SAIL currently hosts billions of data points about approximately four million residents of Wales (Jones et al., 2014) and supports researchers distributed all over the globe, yet its large-scale operations had a humble beginning. In 2006 a grant funded by the Wales Office for Research and Development (now Health and Care Research Wales – see below) supported the creation of HIRU, with the aim of developing systematic approaches to foster the re-use of data. System development activity quickly ensued, to eventually roll out a pilot after nine months. The pilot system aggregated data from the neighbouring area of Swansea, a catchment of almost 300,000 people, and included the data from all local general practitioners, the hospital, government social services departments and NHS Wales Informatics Services (NWIS), the latter holding national-scale data. By 2007, the system acquired its current name and was re-oriented towards becoming a national (Welsh) scale research infrastructure (Ford et al., 2009; Lyons et al., 2009). The management worked to bring in more datasets from GP practices, hospitals and registries all over Wales; to date, the staff estimates it holds 70–80% of GP practice data across the region. The scale of SAIL is significant, with almost £4 million core funding from Health and Care Research Wales7 allocated to the resource since its formal establishment in 2007, and over fifteen members of staff directly employed for the infrastructure, as well as many collaborators employed by Swansea University Medical School.

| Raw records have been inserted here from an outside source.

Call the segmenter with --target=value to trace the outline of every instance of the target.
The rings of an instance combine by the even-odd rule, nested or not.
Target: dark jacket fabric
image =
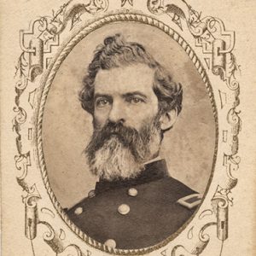
[[[100,180],[67,215],[97,241],[111,240],[120,249],[147,247],[164,241],[191,217],[196,207],[177,201],[195,194],[168,175],[162,160],[147,165],[134,179]]]

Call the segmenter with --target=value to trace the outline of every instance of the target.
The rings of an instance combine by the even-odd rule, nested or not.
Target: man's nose
[[[124,123],[125,121],[125,108],[122,105],[122,103],[119,102],[113,102],[109,113],[108,119],[113,123]]]

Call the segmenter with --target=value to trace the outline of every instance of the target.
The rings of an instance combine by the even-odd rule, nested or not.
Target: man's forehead
[[[152,93],[154,71],[145,64],[129,65],[109,70],[100,69],[95,80],[95,93]]]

To further increase the scale of the system, and multiply the number and kinds of data providers, was a complex task. Given the amount of sensitive information about every resident of Wales that such a scientific enterprise aims to hold, the SAIL infrastructure needed to robustly address concerns on privacy and the potential harm that misuse or misinterpretation of the data can generate. A considerable and, for research purposes, very important proportion of the data handled by SAIL is collected from individual GP practices, where practitioners are invested with the duty of protecting patient records. SAIL management thus had to address a diverse range of sensitive confidentiality concerns held by each and every data provider. This made management realize that in order to enable data sharing and research, SAIL needed first and foremost to develop technological and organizational processes to source and manage data in ways that are widely recognized to be reliable and trustworthy. Indeed, when discussing their role in acquiring externally produced data and overseeing their use by researchers, SAIL infrastructure managers describe their duties as data ‘custodian’ and ‘guardian’, with responsibilities to guarantee the security of the research environment and maintaining the trust that allows them to keep sourcing data, attract researchers, and dispel risk of misuse.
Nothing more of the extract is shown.